The Indian Institute of Technology (IIT) council, the top decision-making body for the premier technological institutes in the country, will take up a number of issues related to them in a meeting chaired by human resource development (HRD) minister Prakash Javadekar on Tuesday. Some of the key issues that will be taken up are:
Induction programme for freshers
Thousands of students who crack the prestigious Joint Entrance Examination after burning the midnight oil for months may soon get a chance to unwind before plunging back into academics.

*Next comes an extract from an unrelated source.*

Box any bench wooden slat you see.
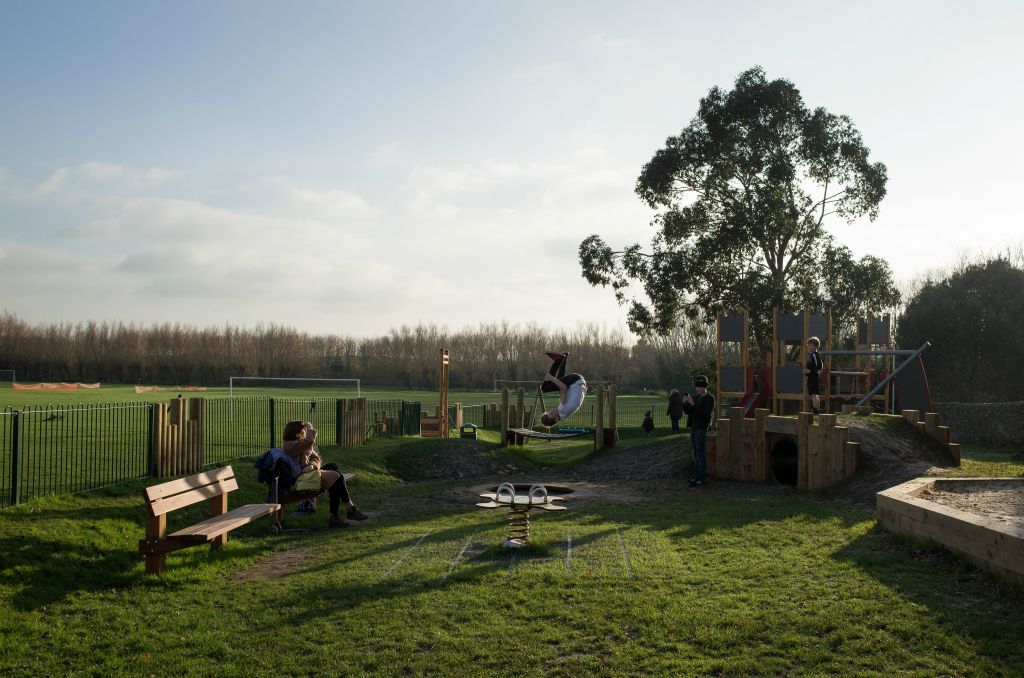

The council will take up a proposal to introduce a three-week induction programme that will allow students to adapt to their new environment, take courses pertaining to languages and creative arts (for those who require it), and bond with classmates as well as faculty members. Normal classes will commence only after the induction course has ended.
National Aptitude Test (NAT)
The council will discuss introducing NAT to filter students for a single entrance test for admission to IITs, NITs and other engineering institutions. The council had shelved this proposal earlier when Smriti Irani was the HRD minister, as it was felt that it will have an adverse impact on the rural students. If NAT is approved it will replace JEE which is a national common entrance examination conducted to provide admissions to several engineering courses.
Under NAT, the focus will be to standardise the test so that it can’t be cracked by coaching institutes or “teaching shops” and learning by rote — which bring down the standard because such practices fail to teach analytical and logical skills needed for scientific research.
The proposed system will test the logical and analytical abilities of students rather than knowledge on subjects.
Prime Minister’s Fellowship
To promote research in engineering institutes, the government is likely to introduce a “Prime Minister’s Research Fellowship” for students passing out of IITs. This will be discussed in the meeting, too. As per the proposal, the fellowship will be awarded to 1,000 students from the next academic year. Also, BTech students in the IITs will register for PhD immediately on completion of the undergraduate course. “It has been suggested that BTech fourth-year course students shall be eligible for fellowships,” a source said. “The students would write the outline of the research project they wish to undertake and these would be evaluated by committees formed by IIT Board.”
Increasing intake in IITs through off-campus students
IITs may soon admit up to one lakh students by 2020. As per the proposal, 30,000 additional non-resident students will be allowed to study in these institutes in the next three years. Currently, students have to stay in IIT hostels. “For undergraduate, post-graduate and doctoral courses, IITs admit up-to 72,000 students. These students have to stay inside the hostels mandatorily,” a senior official said. “However, it is being considered that students, who will not stay in hostels, should be admitted to these institutes.”
The plan is to increase the number by 10,000 per year so that the number of IITians touches, 1 lakh by 2020.
Improving global ranking of IITs through project ‘Vishwajeet’
To improve the global rankings of IITs, the council will consider another proposal called Project Vishwajeet. Under this, seven IITs—Delhi, Bombay, Kanpur, Kharagpur, Madras, Roorkee and Guwahati—will be assisted in breaking into the top 100 universities in the global university ranking by 2018 and top 50 by 2020.
Filling up vacancies in IITs
A number of strategies will be discussed to fill up vacancies in the premier institutes. Right from campus recruitment of PhD students from IITs to recruitment of foreign faculty, everything will be taken up to improve the student-teacher ratio in the institutes. Approximately 35% posts are vacant in the institutes, affecting the quality of education.
Admission of International students in the IITs
To increase the number of international students in IITs, the council will take up the proposal to allow students from Afghanistan, Bangladesh, Sri Lanka, Nepal, Bhutan, Maldives, Singapore, the UAE and Ethiopia to directly appear for the JEE (advanced) test, skipping the JEE (main) that Indian students have to take.